The various B-sides featured on the single are taken from a Snow Patrol live performance at Columbiahalle, Berlin on 9 February 2007. The live renditions of "Spitting Games", "Run", and "Chocolate" included on the single later appeared on the Australian version of the "Signal Fire" single.

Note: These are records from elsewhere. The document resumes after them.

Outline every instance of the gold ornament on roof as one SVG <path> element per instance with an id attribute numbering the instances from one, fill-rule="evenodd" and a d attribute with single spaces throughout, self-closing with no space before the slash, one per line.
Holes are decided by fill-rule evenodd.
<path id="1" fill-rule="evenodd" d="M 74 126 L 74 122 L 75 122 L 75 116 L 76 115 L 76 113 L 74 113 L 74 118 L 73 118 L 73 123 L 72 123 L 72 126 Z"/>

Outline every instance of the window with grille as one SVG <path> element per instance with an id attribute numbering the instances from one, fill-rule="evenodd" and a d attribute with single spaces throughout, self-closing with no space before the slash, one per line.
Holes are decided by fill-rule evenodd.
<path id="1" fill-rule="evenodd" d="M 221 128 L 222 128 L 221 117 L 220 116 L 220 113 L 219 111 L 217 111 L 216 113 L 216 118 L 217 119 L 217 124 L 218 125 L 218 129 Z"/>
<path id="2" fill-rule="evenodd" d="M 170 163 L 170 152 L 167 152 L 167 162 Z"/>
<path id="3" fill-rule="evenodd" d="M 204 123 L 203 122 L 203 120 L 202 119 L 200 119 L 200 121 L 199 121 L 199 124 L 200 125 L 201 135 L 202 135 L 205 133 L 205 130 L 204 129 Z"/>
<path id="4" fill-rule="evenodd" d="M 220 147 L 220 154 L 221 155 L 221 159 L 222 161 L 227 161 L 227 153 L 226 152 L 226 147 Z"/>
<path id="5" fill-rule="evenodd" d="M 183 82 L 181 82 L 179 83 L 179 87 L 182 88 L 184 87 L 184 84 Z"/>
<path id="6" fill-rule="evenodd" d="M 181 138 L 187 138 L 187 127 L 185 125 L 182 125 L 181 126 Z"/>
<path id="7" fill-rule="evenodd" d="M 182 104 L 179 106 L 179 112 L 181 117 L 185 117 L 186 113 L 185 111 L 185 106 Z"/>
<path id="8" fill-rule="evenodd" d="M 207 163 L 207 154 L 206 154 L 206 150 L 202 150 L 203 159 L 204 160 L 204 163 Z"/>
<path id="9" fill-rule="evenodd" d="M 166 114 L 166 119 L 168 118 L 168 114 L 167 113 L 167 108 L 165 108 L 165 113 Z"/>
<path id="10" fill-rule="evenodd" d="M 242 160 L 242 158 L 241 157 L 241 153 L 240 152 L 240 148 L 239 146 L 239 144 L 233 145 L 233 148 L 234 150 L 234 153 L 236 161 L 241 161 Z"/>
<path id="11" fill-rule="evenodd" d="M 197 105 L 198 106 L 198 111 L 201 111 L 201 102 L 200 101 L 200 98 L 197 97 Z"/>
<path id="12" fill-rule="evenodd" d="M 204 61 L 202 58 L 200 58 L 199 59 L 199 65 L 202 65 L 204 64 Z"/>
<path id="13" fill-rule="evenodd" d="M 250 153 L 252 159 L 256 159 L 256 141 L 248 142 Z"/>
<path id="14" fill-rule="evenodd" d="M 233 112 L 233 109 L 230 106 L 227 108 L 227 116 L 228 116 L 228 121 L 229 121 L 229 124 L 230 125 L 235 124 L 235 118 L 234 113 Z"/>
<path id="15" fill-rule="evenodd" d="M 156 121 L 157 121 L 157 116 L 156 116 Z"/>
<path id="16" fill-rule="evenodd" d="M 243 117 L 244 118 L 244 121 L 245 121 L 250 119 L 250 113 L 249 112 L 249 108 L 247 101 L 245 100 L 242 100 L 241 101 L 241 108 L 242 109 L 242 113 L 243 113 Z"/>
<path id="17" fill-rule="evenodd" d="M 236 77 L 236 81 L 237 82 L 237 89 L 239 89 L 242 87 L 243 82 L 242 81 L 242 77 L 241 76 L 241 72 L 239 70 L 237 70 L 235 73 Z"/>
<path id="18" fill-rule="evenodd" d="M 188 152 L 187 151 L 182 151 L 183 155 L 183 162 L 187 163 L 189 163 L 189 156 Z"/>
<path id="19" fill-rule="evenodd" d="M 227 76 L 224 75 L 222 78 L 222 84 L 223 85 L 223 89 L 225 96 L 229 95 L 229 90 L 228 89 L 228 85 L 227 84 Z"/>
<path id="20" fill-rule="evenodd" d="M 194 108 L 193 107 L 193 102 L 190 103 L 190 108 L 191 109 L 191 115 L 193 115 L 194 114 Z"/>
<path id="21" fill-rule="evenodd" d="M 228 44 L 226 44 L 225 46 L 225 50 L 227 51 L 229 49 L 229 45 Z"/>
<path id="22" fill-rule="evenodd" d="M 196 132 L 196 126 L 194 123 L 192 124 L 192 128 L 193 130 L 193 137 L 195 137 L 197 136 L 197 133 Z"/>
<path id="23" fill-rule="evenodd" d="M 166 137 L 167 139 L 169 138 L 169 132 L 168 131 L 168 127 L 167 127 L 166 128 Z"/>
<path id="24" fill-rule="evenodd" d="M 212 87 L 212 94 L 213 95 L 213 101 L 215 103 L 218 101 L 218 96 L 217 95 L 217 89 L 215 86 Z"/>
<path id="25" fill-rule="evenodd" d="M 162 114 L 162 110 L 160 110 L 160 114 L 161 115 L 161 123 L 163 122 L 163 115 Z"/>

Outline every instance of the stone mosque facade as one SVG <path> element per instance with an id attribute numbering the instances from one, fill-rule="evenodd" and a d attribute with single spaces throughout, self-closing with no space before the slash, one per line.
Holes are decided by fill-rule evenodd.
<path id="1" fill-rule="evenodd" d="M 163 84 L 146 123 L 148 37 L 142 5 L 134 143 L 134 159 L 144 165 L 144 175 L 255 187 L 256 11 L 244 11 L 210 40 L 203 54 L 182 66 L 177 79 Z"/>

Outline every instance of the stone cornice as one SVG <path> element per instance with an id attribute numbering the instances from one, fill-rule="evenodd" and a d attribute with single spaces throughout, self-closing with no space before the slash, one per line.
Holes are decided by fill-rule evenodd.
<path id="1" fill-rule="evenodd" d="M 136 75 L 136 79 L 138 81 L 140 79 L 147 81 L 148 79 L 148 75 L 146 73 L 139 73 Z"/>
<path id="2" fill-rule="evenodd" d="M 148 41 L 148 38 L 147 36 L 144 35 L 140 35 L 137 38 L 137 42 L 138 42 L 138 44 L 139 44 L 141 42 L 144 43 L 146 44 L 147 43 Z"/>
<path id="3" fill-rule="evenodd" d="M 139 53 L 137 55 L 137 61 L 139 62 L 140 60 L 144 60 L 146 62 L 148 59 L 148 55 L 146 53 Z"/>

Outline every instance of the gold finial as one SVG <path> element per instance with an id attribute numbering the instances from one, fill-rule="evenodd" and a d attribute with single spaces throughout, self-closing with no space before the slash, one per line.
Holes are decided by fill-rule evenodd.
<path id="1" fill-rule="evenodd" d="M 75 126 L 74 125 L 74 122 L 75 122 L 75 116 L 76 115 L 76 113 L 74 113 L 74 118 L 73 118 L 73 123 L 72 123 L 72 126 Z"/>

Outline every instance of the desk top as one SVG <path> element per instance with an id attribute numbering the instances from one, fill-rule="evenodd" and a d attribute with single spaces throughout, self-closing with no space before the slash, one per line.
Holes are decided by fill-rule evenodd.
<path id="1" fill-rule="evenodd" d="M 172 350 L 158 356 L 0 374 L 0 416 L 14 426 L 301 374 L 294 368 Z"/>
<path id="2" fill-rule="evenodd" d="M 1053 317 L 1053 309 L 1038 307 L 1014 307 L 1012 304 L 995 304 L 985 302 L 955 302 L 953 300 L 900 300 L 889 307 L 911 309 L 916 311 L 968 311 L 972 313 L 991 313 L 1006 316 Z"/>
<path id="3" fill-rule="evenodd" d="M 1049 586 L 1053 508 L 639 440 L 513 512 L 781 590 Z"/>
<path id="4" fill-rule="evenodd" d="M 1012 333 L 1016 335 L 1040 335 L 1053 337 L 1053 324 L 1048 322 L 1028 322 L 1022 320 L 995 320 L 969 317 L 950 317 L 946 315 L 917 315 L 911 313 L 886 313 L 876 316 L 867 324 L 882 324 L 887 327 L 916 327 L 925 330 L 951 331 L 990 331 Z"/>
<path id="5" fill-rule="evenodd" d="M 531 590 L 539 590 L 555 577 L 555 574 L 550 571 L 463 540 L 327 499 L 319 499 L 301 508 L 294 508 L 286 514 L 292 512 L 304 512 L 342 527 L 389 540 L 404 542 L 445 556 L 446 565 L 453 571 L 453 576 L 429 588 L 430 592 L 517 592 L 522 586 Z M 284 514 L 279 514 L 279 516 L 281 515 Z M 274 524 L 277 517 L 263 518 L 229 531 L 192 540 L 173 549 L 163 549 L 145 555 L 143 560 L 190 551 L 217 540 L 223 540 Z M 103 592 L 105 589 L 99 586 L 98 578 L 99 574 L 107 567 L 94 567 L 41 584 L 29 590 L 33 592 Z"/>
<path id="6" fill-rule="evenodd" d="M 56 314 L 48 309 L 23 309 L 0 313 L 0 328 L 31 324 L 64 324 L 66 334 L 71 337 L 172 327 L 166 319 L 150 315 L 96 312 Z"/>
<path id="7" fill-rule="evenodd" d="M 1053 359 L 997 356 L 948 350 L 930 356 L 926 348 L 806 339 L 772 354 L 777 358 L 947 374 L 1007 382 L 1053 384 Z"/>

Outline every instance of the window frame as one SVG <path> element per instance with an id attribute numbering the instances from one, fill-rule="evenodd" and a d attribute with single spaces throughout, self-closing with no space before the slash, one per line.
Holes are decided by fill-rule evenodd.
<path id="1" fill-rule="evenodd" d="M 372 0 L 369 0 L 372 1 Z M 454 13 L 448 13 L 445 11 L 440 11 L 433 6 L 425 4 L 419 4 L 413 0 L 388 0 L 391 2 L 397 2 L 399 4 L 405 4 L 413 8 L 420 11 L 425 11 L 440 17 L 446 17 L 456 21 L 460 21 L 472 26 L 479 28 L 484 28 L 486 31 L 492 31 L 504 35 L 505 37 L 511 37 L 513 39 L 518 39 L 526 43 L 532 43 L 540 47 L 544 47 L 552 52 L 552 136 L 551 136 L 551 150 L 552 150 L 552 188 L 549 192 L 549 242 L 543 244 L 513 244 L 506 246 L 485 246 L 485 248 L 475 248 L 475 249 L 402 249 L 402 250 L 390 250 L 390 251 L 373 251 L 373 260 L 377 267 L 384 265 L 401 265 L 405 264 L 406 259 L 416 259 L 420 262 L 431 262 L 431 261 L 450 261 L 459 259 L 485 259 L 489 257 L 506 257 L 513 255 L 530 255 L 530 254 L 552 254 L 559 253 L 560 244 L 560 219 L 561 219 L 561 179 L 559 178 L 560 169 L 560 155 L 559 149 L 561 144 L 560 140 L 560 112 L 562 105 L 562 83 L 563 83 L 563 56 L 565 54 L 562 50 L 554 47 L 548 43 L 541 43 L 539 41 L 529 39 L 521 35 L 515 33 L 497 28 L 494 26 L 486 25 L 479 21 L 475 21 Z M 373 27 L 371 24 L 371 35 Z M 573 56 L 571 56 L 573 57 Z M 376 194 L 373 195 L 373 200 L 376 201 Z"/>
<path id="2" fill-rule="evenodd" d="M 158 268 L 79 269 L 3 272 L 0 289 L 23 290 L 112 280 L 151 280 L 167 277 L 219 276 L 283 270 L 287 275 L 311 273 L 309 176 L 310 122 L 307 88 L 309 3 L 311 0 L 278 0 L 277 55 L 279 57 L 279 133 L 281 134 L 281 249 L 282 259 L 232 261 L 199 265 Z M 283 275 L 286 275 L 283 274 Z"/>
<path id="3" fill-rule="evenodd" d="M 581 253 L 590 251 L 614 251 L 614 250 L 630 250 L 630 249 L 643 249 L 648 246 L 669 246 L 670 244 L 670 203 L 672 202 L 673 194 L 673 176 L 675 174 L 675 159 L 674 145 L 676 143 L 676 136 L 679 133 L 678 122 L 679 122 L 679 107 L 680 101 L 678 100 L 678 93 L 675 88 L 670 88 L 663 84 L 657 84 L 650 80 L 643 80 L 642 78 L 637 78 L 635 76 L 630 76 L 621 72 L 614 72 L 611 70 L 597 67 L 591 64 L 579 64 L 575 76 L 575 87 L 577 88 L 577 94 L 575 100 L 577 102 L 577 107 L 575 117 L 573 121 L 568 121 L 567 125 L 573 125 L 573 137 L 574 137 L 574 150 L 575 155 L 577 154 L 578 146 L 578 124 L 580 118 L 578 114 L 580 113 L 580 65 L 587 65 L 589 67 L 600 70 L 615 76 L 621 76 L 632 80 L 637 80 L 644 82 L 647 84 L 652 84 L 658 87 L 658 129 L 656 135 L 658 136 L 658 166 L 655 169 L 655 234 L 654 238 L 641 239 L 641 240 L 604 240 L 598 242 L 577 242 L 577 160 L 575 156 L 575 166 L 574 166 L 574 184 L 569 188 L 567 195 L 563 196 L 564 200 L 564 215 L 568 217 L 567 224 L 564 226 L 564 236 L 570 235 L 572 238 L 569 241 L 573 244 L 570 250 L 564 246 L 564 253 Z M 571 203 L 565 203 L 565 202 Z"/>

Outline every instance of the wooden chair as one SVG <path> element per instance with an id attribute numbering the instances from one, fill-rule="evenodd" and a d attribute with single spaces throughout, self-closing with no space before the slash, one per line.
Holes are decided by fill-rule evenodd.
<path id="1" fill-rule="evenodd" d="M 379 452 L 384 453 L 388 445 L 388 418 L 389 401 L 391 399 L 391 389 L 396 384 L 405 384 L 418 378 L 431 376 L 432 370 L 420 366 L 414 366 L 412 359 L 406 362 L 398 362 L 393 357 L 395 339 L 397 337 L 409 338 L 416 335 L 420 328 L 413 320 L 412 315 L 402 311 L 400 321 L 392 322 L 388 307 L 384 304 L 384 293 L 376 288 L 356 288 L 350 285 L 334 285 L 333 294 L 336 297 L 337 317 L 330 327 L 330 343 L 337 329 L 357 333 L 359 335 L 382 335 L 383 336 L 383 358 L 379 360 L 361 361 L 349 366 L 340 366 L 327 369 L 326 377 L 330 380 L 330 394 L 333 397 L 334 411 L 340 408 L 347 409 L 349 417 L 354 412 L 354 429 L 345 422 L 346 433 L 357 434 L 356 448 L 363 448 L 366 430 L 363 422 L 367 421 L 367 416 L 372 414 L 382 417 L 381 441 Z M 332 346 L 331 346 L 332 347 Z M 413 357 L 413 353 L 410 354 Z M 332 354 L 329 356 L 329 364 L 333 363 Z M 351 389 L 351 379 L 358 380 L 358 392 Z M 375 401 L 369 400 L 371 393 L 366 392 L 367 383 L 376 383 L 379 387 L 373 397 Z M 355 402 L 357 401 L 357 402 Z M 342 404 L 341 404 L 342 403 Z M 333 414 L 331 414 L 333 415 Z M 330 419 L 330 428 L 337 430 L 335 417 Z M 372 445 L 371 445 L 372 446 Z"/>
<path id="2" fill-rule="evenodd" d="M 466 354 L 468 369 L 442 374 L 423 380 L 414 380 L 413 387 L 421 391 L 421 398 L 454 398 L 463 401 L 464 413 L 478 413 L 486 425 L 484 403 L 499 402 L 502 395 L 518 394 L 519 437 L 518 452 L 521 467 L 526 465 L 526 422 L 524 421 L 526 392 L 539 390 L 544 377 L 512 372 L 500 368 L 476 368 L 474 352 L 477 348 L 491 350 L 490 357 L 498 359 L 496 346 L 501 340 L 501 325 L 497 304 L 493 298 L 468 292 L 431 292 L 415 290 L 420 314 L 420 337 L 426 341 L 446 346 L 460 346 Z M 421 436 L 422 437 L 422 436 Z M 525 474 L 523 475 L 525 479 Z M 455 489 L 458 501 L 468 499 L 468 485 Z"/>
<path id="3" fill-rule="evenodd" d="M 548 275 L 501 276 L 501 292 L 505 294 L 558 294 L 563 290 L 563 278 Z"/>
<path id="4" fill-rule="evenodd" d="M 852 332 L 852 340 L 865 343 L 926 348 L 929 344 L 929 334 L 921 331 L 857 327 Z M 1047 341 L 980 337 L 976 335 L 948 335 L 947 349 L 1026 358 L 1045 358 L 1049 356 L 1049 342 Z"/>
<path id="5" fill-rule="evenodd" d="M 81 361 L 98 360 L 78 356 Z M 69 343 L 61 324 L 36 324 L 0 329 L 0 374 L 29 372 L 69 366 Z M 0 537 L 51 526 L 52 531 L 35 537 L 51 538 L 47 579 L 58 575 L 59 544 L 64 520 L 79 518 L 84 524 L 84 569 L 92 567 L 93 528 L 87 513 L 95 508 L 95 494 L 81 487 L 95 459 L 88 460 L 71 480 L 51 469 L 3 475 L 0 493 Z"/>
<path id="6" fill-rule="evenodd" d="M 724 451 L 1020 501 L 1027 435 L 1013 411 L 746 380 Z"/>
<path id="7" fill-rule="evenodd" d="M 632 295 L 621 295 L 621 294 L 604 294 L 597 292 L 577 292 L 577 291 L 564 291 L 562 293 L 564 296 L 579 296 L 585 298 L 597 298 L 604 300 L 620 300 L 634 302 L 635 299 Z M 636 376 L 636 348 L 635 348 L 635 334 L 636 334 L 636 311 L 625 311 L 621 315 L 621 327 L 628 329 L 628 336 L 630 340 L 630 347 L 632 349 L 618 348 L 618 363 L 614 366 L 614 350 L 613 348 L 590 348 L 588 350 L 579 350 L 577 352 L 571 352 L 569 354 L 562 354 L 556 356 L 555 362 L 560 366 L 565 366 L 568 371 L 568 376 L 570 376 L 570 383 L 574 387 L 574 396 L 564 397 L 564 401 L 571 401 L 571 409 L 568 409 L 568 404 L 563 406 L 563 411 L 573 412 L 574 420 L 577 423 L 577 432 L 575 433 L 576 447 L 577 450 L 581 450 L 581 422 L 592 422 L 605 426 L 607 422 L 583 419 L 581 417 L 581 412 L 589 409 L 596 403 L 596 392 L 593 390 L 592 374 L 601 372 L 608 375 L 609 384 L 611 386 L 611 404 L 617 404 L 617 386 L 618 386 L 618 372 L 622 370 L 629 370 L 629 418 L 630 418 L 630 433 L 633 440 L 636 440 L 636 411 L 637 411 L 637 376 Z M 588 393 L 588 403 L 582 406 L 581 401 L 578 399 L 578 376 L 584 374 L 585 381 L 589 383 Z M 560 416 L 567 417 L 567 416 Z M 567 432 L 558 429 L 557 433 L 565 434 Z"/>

Drummer Jonny Quinn declared that "Shut Your Eyes" is his favourite song to play live because of the interaction with the audience when the band performs it.

==Music video==
The official music video was directed by Mark Thomas and it premiered on Yahoo! Music on 10 July 2007.

==Track listing==
- German CD
- Version I:
1. "Shut Your Eyes" – 3:17
2. "Headlights on Dark Roads" (Live in Berlin) – 3:35
3. "Chocolate" (Live in Berlin) – 3:01
4. "You're All I Have" (Live in Berlin) – 4:38

- Version II:
5. "Shut Your Eyes" – 3:17
6. "Set the Fire to the Third Bar" (Live in Berlin) – 3:27
7. "Spitting Games" (Live in Berlin) – 4:19
8. "Chasing Cars" (Live in Berlin) – 4:29

- Version III:
9. "Shut Your Eyes" – 3:17
10. "Open Your Eyes" (Live in Berlin) – 5:44
11. "Run" (Live in Berlin) – 5:36
12. "Shut Your Eyes" (Live in Berlin) – 3:29

- Dutch CD
- Version I:
13. "Shut Your Eyes" – 3:17
14. "Chasing Cars" (Live in Berlin) – 4:29
This was the only Dutch release, released on 5 October 2007.

- Unofficial Releases
- Spencer Collective Mixes Bootleg (12" Vinyl):
1. "Shut Your Eyes" (Main Mix) – 7:28
2. "Shut Your Eyes" (Dub Mix) – 6:56

- Naum Gabo Remix (12" Vinyl):
3. "Shut Your Eyes" (Naum Gabo Remix) – 7:00

==Charts==

===Weekly charts===

| Chart (2007–08) | Peak position |
|---|---|
| Austria (Ö3 Austria Top 40) | 12 |
| Belgium (Ultratop 50 Flanders) | 1 |
| Belgium (Ultratip Bubbling Under Wallonia) | 6 |
| Germany (GfK) | 15 |
| Germany Airplay (BVMI) | 5 |
| Netherlands (Dutch Top 40) | 14 |
| Netherlands (Single Top 100) | 17 |
| Switzerland (Schweizer Hitparade) | 26 |
| US Adult Alternative Airplay (Billboard) | 1 |

===Year-end charts===

| Chart (2007) | Position |
|---|---|
| Belgium (Ultratop 50 Flanders) | 29 |
| Germany (Media Control GfK) | 72 |

| Chart (2008) | Position |
|---|---|
| Netherlands (Dutch Top 40) | 73 |

==Certifications==

Certifications for "Shut Your Eyes"
| Region | Certification | Certified units/sales |
| Germany (BVMI) | Gold | 150,000^{‡} |
^{‡} Sales+streaming figures based on certification alone.